Rastgele karşınıza çıkan bir insana yardım etmezseniz nasıl bir lanetin ortasına düşebilirsiniz hiç düşündünüz mü? Siz zahmet etmeyin. Russian Doll bu durumu olabildiğince eğlenceli bir şekilde bizim yerimize düşünüp, ayakları yere sağlam basan bir duruşla huzurlarımıza getirdi bile! American Pie ve Orange is the New Black gibi geniş kitlelere hitap eden işlerden hatırladığımız Natasha Lyonne’un başrolünde arz-ı endam ettiği dizi, makul süresi ve tek nefeste tüketilen yapısıyla Netflix’in en çıtır işlerinden olmaya şimdiden aday.

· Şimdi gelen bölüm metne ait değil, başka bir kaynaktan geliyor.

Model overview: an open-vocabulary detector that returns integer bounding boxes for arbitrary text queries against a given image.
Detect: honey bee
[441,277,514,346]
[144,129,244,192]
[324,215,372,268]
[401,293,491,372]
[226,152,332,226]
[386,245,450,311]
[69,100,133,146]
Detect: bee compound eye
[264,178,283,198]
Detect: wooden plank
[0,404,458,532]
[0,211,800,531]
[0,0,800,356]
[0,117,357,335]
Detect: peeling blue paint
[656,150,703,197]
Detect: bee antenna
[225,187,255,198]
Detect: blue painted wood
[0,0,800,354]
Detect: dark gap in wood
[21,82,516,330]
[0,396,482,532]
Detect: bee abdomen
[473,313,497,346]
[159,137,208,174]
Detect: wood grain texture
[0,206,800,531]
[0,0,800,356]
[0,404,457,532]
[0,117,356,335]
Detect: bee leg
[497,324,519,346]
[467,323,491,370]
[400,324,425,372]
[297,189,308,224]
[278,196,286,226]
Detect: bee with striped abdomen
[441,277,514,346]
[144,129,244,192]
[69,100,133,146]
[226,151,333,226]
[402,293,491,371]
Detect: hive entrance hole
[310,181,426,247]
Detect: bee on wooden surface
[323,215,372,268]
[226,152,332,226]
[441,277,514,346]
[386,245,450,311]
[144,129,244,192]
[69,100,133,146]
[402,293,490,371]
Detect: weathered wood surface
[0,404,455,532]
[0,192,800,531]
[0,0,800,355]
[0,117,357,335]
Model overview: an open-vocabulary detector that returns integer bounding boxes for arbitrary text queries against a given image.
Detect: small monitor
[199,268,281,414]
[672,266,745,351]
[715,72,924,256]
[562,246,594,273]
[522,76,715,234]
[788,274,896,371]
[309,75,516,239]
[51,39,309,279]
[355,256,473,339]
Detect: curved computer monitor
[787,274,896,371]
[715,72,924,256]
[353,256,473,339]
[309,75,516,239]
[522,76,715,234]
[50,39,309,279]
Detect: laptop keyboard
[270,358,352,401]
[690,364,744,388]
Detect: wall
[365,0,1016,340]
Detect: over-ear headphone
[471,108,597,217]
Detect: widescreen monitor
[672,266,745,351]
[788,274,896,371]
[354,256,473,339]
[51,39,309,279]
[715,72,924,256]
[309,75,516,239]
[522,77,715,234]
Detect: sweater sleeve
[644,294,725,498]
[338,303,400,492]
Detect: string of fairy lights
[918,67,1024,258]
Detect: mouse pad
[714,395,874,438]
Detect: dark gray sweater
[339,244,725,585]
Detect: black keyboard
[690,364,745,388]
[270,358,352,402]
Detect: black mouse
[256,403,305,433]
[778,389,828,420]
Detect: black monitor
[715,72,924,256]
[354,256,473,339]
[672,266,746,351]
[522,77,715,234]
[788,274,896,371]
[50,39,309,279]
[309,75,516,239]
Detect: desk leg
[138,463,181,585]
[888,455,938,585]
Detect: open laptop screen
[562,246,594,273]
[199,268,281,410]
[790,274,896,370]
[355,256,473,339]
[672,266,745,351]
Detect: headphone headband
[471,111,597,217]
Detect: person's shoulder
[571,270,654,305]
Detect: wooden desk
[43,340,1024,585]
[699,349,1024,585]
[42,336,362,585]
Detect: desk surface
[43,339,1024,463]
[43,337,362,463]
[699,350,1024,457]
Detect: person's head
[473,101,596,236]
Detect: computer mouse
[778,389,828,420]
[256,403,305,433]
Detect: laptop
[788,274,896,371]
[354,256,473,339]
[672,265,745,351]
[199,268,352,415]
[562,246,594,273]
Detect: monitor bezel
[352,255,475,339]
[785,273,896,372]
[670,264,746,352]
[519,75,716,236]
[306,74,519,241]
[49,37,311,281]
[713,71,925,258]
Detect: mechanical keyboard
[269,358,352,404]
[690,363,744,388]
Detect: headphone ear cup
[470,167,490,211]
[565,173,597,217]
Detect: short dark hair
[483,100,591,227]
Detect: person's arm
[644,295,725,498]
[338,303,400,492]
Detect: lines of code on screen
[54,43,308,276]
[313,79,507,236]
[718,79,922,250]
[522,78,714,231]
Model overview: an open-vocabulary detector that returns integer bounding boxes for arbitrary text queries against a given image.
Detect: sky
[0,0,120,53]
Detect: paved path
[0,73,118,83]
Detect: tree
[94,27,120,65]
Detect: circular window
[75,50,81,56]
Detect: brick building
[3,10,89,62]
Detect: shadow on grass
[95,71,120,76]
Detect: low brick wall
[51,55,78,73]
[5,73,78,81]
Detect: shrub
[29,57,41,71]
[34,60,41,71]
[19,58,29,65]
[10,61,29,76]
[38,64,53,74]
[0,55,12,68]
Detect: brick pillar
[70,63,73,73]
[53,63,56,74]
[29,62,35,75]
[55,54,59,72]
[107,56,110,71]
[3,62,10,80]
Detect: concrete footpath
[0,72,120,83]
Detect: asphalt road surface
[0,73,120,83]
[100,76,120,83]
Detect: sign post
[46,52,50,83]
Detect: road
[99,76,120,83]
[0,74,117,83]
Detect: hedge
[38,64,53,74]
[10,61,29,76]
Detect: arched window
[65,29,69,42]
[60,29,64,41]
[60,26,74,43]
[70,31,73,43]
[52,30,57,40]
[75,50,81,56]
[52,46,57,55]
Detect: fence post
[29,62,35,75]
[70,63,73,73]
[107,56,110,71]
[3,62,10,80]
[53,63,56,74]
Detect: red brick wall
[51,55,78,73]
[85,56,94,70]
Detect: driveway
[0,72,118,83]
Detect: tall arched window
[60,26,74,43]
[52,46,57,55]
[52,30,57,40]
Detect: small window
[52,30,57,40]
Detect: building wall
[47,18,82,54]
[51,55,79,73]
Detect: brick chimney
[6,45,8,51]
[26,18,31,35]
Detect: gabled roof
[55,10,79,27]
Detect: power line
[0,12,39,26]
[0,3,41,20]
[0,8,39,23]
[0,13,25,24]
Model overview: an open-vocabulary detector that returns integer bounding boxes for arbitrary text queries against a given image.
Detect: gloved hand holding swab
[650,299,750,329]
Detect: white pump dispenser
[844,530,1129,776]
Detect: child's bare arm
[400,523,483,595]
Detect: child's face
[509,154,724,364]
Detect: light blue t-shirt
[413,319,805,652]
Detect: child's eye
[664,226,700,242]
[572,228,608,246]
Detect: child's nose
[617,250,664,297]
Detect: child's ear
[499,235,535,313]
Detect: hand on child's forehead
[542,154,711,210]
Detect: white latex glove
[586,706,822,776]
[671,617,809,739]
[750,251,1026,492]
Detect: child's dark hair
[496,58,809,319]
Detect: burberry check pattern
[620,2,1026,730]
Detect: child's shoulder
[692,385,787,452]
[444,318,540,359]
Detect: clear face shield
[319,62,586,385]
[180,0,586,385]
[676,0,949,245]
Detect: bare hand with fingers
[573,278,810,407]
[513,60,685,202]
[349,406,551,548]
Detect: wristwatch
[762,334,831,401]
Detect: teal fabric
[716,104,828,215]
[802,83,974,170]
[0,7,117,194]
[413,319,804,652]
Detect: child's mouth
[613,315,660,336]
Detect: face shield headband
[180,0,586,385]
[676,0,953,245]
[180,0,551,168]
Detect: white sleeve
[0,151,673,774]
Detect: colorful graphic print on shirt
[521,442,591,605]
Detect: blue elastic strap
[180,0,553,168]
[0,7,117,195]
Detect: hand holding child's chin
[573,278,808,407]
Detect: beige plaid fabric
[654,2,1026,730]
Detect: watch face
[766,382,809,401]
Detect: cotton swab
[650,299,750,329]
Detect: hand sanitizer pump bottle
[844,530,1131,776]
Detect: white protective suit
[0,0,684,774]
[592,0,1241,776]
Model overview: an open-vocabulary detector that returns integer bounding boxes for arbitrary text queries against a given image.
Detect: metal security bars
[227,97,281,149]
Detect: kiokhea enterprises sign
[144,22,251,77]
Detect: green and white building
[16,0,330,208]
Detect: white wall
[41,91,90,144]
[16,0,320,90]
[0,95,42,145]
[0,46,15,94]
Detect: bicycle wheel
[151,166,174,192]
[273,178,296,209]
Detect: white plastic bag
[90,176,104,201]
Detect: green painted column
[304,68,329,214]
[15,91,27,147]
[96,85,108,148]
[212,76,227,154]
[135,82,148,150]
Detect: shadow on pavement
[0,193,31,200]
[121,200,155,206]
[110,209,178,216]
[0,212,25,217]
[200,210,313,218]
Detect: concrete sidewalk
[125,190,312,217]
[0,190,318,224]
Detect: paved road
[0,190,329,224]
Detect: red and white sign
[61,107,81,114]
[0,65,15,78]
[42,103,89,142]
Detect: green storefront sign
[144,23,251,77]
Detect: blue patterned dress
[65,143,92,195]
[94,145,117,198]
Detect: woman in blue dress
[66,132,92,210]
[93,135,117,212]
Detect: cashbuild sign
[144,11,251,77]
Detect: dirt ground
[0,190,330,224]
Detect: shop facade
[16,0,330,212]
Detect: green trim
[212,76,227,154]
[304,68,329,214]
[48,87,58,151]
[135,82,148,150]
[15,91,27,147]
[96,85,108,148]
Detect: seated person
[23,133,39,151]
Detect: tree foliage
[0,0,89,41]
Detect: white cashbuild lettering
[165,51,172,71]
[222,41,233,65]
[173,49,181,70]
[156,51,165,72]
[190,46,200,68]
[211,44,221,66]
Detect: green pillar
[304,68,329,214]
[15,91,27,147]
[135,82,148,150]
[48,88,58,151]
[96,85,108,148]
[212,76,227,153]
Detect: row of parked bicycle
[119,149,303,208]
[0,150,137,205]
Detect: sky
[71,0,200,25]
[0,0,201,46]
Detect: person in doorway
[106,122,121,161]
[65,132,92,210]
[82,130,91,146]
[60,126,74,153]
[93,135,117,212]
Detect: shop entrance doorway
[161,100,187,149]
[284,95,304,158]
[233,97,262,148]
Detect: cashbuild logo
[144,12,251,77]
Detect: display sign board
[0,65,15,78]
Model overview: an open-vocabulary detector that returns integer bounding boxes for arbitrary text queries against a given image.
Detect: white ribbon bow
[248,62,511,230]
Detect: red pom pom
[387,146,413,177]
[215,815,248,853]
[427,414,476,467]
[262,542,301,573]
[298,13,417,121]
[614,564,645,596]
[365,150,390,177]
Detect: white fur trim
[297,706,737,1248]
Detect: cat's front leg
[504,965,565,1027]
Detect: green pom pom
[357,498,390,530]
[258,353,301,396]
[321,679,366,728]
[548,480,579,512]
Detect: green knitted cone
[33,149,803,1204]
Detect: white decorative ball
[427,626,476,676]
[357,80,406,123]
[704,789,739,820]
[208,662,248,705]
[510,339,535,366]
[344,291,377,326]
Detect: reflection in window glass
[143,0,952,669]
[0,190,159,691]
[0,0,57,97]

Nadia, 36. yaş gününü birkaçı hariç pek de sevmediği dostlarıyla beraber çılgın bir partide kutlamaya hazırlanmaktadır. Tabii partide partidir; uyuşturucu, alkol, seks, rock’n roll… Ne ararsanız bu partide! Üstüne üstlük Nadia’nın sivri dili de cabası. Tabii her şey gecenin konseptine uygun ilerlerken ortamı terk eden Nadia’nın beklenmedik bir anda trafik canavarına kurban gitmesi, olayların akışını bambaşka bir yöne çeker. Bu dakikadan itibaren Nadia’nın tekrar tekrar ölüşüne ve dirilişine tanıklık ederken, Nadia ile benzer kaderi taşıyan Alan’ın hikayeye dâhil olması ise izleyiciyi büyük bir bulmacanın tam ortasına bırakır. İyi de Nadia ile Alan’ın sırrı ne?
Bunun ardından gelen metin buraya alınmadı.